Bonaparte manquait de cette mémoire qu’ont les enfants pour apprendre les leçons qu’on leur donne et qui, disposées par demandes et réponses, doivent être récitées littéralement ; mais il retenait bien le sens de tout ce qu’il lisait et il s’était habitué, encore enfant, à en faire des extraits, quoiqu’il lût beaucoup, et particulièrement des livres d’histoire. Quand il partit pour l’École militaire de Paris, il emporta avec lui la valeur de cinq à six mains de papier remplies d’extraits. Son livre de prédilection était une histoire italienne de la Corse, où le fameux Paoli était exalté comme un héros patriote, où les Français étaient très maltraités et les Anglais, au contraire, loués comme des défenseurs. Aussi arriva-t-il plusieurs fois à Bonaparte, encore enfant, de s’attirer des gourmades de la part de ses camarades, pour avoir mal parlé des Français et trop bien des Anglais. L’histoire particulière des grands hommes lui était assez familière : je l’ai vu pendant quelque temps, avec Bourrienne et quelques autres, montés sur des tables, jouer des scènes extraites des histoires qu’ils avaient lues. Les mathématiques furent la science où il réussit le mieux : on ne peut nier qu’il n’eût un jugement au-dessus de son âge, mais la disparate sur ce point, entre lui et ses camarades, était bien moins grande qu’on n’a voulu le dire.

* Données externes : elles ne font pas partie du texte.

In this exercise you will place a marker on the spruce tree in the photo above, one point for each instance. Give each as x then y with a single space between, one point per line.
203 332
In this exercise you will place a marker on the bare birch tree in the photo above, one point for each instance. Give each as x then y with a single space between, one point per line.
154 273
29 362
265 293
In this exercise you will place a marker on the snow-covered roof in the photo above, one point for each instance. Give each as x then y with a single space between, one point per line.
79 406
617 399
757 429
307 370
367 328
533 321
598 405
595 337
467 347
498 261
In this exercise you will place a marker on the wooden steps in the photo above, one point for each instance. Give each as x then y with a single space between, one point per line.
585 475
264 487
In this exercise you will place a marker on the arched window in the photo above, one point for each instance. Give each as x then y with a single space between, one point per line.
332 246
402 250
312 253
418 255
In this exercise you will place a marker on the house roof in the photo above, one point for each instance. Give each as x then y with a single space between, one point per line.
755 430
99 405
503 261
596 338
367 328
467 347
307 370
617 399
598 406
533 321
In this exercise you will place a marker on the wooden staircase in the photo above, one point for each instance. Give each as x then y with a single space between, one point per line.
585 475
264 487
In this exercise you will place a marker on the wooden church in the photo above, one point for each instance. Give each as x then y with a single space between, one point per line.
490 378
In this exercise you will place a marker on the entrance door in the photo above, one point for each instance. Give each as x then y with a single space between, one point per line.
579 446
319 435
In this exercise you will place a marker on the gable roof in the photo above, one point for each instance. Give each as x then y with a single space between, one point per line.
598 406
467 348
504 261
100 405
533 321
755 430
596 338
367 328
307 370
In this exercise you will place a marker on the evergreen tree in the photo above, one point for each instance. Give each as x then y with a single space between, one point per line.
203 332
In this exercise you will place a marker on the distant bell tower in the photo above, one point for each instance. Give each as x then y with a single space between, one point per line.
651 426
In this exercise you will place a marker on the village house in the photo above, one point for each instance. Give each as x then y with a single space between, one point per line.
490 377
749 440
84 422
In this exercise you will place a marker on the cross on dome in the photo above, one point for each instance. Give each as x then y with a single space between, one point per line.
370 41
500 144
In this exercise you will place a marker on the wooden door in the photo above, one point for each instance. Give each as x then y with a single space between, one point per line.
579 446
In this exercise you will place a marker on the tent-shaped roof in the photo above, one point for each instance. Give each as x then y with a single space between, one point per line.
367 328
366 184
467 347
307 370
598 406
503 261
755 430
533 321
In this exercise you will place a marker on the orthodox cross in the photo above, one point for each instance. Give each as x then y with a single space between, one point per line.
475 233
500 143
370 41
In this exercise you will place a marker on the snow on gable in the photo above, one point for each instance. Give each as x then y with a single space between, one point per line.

Du reste, ce qui peut avoir induit en erreur ses condisciples quand ils se sont rappelé ses premières années, c’est qu’ils n’ont pas fait attention qu’étant entré à l’âge de onze ans à l’École militaire, — tandis que communément on y entrait entre neuf et dix ans, — il s’est presque toujours trouvé dans les différentes classes de deux ans plus âgé que les autres, ce qui, à cet âge, faisait une différence énorme pour tout ce qui a besoin de jugement[1].

Bonaparte enfant avait le teint très jaune ; ses camarades l’attribuaient à une raison qu’il doit leur avoir donnée lui-même.

  1. Bonaparte entra à Brienne le 15 mai 1779, et allait avoir dix ans, mais il avait deux ans de plus que de Castres, de là sans doute l’erreur.